It's often said that you can't understand another person's experience until you've walked in their shoes – and there's few people in the West who could claim to have first-hand experience of the challenges of menstruation in the developing world. Save Roz Campbell, that is.
When Campbell, 30, heard about girls missing out on school when they had their period because of inadequate access to sanitary supplies – and often eventually dropping out – she decided to donate half the profits of her start-up Tsuno (sustainable pads) to the cause. But before she could talk about the importance of the issue, she felt she needed to experience it.
“I was paranoid it was going to leak and I'd be caught with nothing out in public.”
For the past two Septembers, Campbell has spent her period without the use of pads, tampons or menstrual cups, instead using newspaper, rags, sponges, leaves and bark - just like millions of girls in developing nations.
“I was so uncomfortable,” says Campbell who used the experience to raise money for Sierra Leone girl-focused project Do It In A Dress.

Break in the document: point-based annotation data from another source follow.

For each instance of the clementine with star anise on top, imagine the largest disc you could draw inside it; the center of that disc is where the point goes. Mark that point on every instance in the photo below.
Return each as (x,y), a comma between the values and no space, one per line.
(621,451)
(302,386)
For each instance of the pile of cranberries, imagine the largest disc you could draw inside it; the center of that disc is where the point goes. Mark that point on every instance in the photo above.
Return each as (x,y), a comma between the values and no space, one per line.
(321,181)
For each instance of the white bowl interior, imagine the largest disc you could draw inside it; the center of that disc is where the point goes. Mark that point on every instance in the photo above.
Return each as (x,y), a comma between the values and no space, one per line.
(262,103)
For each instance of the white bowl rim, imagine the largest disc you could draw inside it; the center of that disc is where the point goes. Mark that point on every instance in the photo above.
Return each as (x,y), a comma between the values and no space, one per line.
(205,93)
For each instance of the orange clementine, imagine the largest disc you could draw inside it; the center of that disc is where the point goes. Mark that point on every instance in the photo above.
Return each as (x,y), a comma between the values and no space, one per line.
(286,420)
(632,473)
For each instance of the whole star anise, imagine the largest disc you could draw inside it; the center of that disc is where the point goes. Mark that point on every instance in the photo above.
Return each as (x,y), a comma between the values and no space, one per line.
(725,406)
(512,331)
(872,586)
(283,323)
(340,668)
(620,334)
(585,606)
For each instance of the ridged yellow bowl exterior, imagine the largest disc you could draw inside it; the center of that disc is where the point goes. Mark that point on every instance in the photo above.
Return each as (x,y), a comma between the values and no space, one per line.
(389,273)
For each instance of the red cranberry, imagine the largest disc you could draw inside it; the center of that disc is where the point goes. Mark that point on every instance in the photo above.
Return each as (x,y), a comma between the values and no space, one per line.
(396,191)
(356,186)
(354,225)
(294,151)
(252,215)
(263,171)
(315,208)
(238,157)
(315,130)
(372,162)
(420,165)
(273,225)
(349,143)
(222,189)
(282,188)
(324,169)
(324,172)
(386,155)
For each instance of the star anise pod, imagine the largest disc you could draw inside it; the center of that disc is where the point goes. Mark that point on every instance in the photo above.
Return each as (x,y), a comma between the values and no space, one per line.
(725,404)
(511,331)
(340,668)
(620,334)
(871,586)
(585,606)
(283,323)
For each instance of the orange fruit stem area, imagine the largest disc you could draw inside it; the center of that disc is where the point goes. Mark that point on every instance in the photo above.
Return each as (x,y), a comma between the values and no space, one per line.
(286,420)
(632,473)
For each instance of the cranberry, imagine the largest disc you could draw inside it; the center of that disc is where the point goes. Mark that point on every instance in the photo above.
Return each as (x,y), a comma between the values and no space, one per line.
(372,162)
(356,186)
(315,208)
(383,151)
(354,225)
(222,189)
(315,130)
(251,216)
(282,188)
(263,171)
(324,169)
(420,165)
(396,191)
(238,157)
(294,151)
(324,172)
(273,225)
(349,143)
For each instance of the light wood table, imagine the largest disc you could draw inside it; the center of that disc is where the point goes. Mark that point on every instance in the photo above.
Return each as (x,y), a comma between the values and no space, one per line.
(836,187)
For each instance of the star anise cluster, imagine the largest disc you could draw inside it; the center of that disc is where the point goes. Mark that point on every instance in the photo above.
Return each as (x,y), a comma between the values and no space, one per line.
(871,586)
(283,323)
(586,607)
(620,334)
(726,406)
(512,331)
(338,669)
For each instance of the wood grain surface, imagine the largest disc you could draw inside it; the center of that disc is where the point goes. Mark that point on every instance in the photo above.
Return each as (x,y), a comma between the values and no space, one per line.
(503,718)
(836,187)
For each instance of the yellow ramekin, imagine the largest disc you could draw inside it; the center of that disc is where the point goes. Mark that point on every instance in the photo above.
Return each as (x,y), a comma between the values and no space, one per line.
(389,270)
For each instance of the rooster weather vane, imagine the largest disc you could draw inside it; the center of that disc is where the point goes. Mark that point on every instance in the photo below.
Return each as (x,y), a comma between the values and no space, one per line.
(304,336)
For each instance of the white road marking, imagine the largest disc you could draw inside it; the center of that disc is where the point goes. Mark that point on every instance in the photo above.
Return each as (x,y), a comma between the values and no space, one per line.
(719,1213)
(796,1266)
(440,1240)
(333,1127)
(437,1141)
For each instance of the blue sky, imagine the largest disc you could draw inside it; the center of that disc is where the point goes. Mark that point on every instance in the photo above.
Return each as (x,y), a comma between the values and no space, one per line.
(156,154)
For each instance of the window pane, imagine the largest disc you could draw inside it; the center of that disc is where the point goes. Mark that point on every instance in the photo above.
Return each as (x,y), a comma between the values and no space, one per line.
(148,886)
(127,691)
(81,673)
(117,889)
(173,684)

“The first time I used a new sponge it stung because it was full of chemicals. The next time I rinsed it out but it dried hard and was like a brick of sandpaper sitting in my underwear grinding my butt cheeks.”
As for the leaves, she says they were useless and using rags made her hot and sweaty. Campbell says she opted out of socialising and her work productivity dropped significantly.
“I was paranoid it was going to leak and I'd be caught with nothing out in public,” she admits.
It was only relatively recently that periods were recognised internationally as a barrier for girls' education in the developing world.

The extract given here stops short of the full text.